In the expanding landscape of machine learning tools, several platforms have emerged that echo the similar functionality like MLflow Gateway. However, their capabilities remain nascent, focusing mostly on simplifying the deployment and oversight of large language models, along with the centralized management of API keys. These tools frequently overlook essential enterprise-grade features that many organizations require, including cost monitoring, rate limiting, and built-in authentication at the application level — features our platform offers inherently, ensuring ready-to-use, enterprise-level solutions.
Central to this blog is a detailed discussion on the imperatives of building in-house capabilities.
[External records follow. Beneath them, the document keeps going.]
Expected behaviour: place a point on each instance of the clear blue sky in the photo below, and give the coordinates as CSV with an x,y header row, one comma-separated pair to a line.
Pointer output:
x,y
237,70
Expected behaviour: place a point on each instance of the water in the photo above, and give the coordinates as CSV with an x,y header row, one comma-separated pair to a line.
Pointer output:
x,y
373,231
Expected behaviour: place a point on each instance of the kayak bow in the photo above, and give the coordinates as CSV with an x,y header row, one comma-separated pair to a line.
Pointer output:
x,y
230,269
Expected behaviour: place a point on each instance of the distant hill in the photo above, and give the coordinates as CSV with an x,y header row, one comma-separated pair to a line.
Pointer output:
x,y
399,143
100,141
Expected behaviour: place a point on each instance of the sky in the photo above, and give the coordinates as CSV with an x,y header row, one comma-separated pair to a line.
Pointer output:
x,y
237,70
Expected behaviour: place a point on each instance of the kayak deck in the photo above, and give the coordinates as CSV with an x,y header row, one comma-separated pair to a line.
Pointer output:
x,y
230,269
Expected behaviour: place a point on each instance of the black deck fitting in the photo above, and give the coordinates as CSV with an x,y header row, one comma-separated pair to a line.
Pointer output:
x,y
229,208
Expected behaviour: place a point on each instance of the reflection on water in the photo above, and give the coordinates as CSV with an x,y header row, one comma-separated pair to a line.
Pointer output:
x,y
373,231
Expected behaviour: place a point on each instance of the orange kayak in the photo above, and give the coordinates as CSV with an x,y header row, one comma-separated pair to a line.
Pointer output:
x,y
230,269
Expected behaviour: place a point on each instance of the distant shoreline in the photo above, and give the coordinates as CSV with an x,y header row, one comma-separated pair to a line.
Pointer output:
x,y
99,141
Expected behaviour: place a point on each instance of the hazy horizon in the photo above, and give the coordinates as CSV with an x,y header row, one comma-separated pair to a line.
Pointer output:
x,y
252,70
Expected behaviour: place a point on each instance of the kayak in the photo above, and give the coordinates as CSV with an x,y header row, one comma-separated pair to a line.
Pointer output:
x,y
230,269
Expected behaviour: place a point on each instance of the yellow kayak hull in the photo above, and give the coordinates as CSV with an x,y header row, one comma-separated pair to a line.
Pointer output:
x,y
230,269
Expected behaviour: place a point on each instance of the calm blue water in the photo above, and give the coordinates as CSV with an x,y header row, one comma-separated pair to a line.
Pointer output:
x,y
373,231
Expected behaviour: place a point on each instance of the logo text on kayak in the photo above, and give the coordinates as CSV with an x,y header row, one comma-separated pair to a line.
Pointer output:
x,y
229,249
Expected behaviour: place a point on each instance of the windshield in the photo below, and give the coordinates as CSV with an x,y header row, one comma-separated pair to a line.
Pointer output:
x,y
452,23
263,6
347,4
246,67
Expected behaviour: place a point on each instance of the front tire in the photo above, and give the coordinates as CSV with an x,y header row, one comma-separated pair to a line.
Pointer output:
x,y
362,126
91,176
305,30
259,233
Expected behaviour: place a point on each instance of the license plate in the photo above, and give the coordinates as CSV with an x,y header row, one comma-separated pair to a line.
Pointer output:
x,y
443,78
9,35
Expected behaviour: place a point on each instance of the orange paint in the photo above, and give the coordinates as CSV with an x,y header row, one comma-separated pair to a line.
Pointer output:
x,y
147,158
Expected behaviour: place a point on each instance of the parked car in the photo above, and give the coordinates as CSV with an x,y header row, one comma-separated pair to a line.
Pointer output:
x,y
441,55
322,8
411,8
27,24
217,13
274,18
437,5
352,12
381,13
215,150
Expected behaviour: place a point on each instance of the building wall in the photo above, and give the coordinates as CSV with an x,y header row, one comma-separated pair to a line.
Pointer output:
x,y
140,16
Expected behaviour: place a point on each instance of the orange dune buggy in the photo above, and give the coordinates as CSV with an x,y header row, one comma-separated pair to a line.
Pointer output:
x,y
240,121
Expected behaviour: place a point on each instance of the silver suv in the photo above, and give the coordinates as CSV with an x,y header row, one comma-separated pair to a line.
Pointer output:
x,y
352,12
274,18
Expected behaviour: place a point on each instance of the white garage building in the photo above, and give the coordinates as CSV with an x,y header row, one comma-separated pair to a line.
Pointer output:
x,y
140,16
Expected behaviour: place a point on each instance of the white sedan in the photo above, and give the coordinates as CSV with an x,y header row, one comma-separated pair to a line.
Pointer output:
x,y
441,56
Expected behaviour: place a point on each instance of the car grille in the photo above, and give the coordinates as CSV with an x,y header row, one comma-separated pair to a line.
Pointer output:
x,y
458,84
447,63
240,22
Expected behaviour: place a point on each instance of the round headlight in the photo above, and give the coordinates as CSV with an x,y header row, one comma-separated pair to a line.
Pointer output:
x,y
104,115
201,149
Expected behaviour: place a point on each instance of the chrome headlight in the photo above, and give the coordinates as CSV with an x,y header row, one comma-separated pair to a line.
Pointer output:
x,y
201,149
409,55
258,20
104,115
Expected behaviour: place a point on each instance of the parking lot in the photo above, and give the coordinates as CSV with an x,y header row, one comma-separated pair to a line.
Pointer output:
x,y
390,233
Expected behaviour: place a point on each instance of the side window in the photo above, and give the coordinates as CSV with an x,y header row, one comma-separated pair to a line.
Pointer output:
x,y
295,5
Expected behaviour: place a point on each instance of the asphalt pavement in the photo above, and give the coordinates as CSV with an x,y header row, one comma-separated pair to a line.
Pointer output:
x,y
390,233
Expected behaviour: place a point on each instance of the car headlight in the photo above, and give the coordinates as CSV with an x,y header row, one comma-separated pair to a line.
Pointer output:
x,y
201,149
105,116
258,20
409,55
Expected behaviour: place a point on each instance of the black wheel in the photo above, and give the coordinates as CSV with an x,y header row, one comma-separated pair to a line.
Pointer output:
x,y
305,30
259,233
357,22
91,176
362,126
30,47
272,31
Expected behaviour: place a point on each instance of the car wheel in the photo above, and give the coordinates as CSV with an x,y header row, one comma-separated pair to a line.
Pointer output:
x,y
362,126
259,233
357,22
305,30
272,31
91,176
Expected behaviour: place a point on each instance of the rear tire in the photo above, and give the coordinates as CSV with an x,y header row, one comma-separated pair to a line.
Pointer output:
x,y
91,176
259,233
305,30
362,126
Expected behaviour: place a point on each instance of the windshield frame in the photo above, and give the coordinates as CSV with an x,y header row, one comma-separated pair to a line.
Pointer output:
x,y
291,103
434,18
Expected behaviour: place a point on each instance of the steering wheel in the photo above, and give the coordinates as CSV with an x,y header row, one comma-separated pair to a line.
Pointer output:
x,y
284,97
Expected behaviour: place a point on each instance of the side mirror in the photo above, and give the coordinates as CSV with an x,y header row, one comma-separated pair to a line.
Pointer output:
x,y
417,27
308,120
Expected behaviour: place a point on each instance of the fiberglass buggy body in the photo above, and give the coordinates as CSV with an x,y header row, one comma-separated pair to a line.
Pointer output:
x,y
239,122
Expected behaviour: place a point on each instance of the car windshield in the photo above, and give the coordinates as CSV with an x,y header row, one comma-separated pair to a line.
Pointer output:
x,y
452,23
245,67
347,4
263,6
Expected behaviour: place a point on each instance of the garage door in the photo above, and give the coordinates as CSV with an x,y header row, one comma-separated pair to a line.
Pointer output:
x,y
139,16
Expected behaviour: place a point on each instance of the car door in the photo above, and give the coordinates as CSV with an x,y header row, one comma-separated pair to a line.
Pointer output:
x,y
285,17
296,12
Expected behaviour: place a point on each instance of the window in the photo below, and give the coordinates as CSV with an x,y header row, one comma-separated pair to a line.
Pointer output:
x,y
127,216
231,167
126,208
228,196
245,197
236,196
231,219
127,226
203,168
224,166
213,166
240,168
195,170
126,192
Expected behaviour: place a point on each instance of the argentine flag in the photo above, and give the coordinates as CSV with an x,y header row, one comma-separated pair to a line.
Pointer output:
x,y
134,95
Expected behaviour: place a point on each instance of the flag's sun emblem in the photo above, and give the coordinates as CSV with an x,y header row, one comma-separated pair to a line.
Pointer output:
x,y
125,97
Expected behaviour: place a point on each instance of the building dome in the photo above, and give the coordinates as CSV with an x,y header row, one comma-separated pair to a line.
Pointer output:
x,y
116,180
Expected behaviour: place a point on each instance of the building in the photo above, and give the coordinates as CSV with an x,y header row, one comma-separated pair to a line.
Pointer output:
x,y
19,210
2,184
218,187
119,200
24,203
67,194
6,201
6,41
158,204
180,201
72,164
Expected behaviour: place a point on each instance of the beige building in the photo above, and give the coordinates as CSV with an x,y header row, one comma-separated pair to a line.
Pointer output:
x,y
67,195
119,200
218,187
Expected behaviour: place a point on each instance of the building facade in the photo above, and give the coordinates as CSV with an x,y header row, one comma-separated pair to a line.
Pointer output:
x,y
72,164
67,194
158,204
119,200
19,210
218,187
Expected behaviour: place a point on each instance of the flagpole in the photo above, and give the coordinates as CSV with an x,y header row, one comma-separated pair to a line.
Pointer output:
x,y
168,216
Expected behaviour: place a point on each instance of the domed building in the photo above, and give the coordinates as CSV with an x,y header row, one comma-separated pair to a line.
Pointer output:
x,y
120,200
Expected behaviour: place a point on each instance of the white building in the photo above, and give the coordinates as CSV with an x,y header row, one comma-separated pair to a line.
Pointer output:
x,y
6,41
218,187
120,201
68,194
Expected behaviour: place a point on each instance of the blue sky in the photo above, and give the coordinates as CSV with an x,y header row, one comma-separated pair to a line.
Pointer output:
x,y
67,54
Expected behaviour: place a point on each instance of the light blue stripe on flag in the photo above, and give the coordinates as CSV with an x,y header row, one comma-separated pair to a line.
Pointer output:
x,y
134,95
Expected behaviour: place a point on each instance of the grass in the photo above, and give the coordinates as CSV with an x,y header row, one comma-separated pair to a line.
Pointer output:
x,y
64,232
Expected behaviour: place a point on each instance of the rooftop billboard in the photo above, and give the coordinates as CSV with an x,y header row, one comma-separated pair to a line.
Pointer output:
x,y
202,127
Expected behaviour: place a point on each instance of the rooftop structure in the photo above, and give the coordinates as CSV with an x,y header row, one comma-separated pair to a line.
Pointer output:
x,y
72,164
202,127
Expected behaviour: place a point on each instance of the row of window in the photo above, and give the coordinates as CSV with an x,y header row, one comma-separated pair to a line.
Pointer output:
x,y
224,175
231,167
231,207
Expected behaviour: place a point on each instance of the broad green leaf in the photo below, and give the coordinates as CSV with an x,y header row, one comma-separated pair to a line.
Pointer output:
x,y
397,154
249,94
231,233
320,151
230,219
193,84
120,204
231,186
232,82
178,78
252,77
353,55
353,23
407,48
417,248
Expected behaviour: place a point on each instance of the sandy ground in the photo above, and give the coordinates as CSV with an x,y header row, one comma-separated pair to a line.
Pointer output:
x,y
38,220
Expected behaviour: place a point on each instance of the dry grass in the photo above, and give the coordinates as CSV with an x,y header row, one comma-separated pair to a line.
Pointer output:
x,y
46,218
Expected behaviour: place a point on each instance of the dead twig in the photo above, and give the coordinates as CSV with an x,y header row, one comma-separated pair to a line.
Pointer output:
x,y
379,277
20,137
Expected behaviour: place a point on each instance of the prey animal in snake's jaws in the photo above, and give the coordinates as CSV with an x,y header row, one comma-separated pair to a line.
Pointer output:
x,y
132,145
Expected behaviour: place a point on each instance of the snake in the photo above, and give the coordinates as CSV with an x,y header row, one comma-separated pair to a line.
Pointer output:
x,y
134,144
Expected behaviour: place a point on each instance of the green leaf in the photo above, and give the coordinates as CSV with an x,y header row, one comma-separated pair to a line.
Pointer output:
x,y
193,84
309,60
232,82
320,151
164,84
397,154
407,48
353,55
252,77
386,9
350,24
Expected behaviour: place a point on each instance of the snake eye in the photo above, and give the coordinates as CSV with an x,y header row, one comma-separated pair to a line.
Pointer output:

This was spurred by the perceived limitations of existing platforms such as OpenAI’s ChatGPT or Azure AI Service, particularly in controlling account usage across different applications and cost tracking.
This blog post sheds light on the specific features required for seamless execution, including strong data protection, robust content filters and a streamlined authentication process. It also underscores the risks associated with vendor lock-in, reaffirming the necessity for flexibility and interoperability in technology adoption.
In a quest to bridge these gaps, we introduced the GenAI toolkit, encompassing the GenerativeAI Proxy and EG-Guardrail Service. This toolkit addresses the key challenges around security, compliance, guardrails, and gateway implementation for generative AI models, demonstrating our commitment to secure and responsible AI innovation.
We will keep extending the GenAI kit and capabilities of developed service as per technology trends. In particular, we plan to extend GAP to more external vendors than just OpenAI and Azure.